Already I could see unnaturally straight lines criss-crossing the desert, the pathways of the Nazca leading us towards the figures. I pressed my face against the plastic window, wanting to get closer to them, trying to see more over the white wing of the plane.

“Are you ready?” asked the pilot. “We’re coming to the first one.”

A murmur of excitement rose up from the tour group in front of us, and I turned to Dave and grinned.

“Those of you on the right side will see it first. Here we go.”

The wing dipped down towards the right, and there, right in my window, was the whale. A sea mammal in the desert, fins spread, tail swimming forward, mouth open, a curl of an eye staring up at us from a century ago perfectly outlined in white. It was surreal, its size incomparable in the blank desert, like looking up at the moon surrounded only by the darkness of space.

I had only a moment alone with the whale, just enough time to click the camera before the wing rose up again and it disappeared.

“And now the left,” the pilot said, and the plane went reeling to the other side, my seat went skyward and all I could see through the window was blue.

When the plane straightened out I pressed on my stomach to calm it. I could feel something bubbling up already, after only one pass.

“We’re coming to the second one,” the pilot announced. “Right side ready?”

We plunged, the trapezoids came into view, then we went up again, blue sky. I burped.

“Uh oh.” Dave looked at me with concern. “How’s your stomach holding up?”

“I’m fine,” I shrugged. “Not to worry.”

When the brown desert appeared again through the window, the astronaut figure filled my field of vision, his feet standing at the base of a hill, his body propped up against it and his hand reaching out to the gods as both a welcome and a goodbye. As I focused on his helmet and his big, circular eyes, I felt nauseous, as if I were the alien that couldn’t breathe in our atmosphere, as if I were the one that they had drawn it for thousands of years in the future.

I grabbed a bag and threw up.

I watched with increasing detachment as the lines appeared and receded from the window, my body rooted in the seat and my mind drifting away on waves of nausea. The figures that had started off so simply were now being transformed into something more fantastical at each turn of the plane. I felt like I was floating, formless, the spider crawling next to me, the hummingbird flying into nothingness, and the figure of the two enormous hands inching alongside me dragging its gelatinous body behind it.

The cabin had become quiet. The women were no longer chatting or taking photographs, there was only the rustle of paper bags and the sound of people shifting uncomfortably in their seats. I closed my eyes, head spinning, and only opened them again when we had landed.
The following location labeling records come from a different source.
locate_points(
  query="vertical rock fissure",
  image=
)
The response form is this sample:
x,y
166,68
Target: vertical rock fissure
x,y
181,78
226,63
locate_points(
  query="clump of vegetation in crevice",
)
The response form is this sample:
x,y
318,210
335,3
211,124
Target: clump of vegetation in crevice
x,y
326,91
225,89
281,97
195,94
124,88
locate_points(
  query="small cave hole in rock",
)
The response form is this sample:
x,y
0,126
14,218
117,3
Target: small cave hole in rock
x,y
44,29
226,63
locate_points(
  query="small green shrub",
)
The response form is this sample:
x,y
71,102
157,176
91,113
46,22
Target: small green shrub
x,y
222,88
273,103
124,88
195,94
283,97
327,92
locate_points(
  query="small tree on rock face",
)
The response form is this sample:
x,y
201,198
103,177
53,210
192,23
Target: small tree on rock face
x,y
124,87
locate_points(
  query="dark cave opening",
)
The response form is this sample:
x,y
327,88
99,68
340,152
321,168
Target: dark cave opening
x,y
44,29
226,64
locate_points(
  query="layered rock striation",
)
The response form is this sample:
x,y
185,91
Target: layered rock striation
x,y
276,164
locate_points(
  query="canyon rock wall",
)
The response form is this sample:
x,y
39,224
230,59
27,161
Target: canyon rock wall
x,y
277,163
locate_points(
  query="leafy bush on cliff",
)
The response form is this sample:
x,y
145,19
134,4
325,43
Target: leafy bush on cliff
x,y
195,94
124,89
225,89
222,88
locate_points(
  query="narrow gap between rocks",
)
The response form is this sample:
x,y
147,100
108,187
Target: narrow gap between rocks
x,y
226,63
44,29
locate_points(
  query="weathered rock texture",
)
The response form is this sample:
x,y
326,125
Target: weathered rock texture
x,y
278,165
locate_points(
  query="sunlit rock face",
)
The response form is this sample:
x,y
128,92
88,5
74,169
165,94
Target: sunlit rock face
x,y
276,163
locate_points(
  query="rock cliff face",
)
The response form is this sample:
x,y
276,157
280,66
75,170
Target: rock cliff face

I smiled at Dave as the women began to climb out of the cabin, their faces pale, like ours, eyes glazed over.
“Happy anniversary.”
He smiled back weakly.

Outside the air felt fresh, cooling the sweat from my face and unsticking my pants from the backs of my legs. I stretched my arms overhead, making space between my vertebrae then compacting them back down, gravity drawing me back to Earth.

I looked out over the desert where we had just been. There was nothing that hinted at the remarkable figures that lay out there among the rocks and bushes. Only the gods could see them now.